Hello again,
Thanks again for the tip,
As far as I understand, the Hdfs3SinkConnector should first be used to write the hdfs there in hadoop, then the Hdfs3Sourceconnector is used to read the written data in hadoop.
My problem is now with data writing with the producer consoler and I have data types like mp4 and xml in my hadoop.
I am researching how I write the mp4 data to hadoop through producer console: Most of what I have seen so far are just messages or self-written schema as shown below.
./bin/kafka-avro-console-producer --broker-list localhost: 9092 --topic parquet_field_hdfs
–property value.schema = '{“type”: “record”, “name”: “myrecord”, “fields”: [{“name”: “name”, “type”: “string”}, {" name “:” address “,” type “:” string “}, {” name “:” age “,” type “:” int “}, {” name “:” is_customer “,” type “:” boolean " }]} ’
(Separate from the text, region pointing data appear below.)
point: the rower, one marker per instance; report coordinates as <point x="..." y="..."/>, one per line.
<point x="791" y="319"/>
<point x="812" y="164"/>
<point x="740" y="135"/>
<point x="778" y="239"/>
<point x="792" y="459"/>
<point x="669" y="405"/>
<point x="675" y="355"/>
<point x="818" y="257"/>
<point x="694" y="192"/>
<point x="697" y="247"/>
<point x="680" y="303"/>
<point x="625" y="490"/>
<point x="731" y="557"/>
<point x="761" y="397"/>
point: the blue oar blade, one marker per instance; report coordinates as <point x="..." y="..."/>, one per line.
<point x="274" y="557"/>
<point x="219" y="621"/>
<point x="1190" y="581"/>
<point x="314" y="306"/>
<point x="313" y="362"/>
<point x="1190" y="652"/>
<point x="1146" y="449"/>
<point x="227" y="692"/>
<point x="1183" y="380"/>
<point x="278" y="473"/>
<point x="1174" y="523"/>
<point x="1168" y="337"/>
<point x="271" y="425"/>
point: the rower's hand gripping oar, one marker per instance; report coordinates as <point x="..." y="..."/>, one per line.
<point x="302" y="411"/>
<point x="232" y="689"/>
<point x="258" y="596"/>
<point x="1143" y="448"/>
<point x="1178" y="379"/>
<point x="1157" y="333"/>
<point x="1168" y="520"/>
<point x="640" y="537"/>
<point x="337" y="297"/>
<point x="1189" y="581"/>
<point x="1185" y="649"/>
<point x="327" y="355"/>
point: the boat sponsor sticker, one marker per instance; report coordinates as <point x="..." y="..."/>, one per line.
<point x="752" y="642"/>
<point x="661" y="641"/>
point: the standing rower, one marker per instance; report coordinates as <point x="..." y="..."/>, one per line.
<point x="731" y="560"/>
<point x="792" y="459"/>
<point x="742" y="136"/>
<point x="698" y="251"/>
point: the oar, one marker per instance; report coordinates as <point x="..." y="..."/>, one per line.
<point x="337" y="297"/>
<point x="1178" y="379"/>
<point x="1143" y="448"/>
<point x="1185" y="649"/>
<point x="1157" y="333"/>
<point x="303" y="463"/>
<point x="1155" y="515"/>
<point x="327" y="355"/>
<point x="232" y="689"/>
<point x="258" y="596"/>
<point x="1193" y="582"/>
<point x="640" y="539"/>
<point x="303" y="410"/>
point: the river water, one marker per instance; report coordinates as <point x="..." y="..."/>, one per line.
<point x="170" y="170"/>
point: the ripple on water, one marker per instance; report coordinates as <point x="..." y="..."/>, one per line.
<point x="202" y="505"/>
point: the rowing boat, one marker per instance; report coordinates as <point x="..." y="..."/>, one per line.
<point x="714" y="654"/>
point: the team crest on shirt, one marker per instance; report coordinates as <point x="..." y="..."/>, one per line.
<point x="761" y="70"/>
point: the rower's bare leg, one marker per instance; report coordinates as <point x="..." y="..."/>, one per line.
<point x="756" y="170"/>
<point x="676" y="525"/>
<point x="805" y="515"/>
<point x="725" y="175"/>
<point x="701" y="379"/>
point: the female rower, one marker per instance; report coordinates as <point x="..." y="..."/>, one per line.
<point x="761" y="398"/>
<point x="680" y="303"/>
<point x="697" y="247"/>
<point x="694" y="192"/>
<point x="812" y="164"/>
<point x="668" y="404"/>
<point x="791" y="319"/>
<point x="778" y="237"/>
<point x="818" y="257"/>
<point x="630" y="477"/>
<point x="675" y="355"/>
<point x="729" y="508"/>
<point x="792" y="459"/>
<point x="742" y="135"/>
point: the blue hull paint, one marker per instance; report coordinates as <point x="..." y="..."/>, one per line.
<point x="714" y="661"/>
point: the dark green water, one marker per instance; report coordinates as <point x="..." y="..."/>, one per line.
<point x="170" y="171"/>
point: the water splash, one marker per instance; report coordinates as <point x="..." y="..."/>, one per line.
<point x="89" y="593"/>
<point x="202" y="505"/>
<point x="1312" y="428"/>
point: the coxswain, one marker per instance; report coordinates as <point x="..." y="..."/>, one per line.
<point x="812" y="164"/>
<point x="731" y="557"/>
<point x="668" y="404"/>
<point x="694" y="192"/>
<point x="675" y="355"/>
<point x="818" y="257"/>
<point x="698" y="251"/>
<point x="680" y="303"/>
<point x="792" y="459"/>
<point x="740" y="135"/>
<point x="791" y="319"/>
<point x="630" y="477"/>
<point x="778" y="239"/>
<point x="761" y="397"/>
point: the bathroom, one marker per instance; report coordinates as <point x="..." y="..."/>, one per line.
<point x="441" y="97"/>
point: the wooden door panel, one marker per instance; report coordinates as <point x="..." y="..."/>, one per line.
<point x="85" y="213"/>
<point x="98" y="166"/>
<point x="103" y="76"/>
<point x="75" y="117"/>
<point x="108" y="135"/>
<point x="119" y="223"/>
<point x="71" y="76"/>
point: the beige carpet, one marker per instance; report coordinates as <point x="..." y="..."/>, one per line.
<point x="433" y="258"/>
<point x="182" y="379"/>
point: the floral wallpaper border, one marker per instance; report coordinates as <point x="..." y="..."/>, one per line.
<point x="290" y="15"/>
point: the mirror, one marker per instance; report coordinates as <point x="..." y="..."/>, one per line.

paste each of these messages
{“name”: “Peter”, “address”: “Mountain View”, “age”: 27, “is_customer”: true}
{“name”: “David”, “address”: “Mountain View”, “age”: 37, “is_customer”: false}
{“name”: “Kat”, “address”: “Palo Alto”, “age”: 30, “is_customer”: true}
{“name”: “David”, “address”: “San Francisco”, “age”: 35, “is_customer”: false}
{“name”: “Leslie”, “address”: “San Jose”, “age”: 26, “is_customer”: true}
{“name”: “Dani”, “address”: “Seatle”, “age”: 32, “is_customer”: false}
{“name”: “Kim”, “address”: “San Jose”, “age”: 30, “is_customer”: true}
{“name”: “Steph”, “address”: “Seatle”, “age”: 31, “is_customer”: false}
or so :
./bin/kafka-avro-console-producer --broker-list localhost: 9092 --topic test_hdfs
–property value.schema = ‘{“type”: “record”, “name”: “myrecord”, “fields”: [{“name”: “f1”, “type”: “string”}]}’
paste each of these messages
{“f1”: “value1”}
{“f1”: “value2”}
{“f1”: “value3”}
I don’t know if you have experience with other data like mp4 or xml, which are also in my local
Thanks for everything already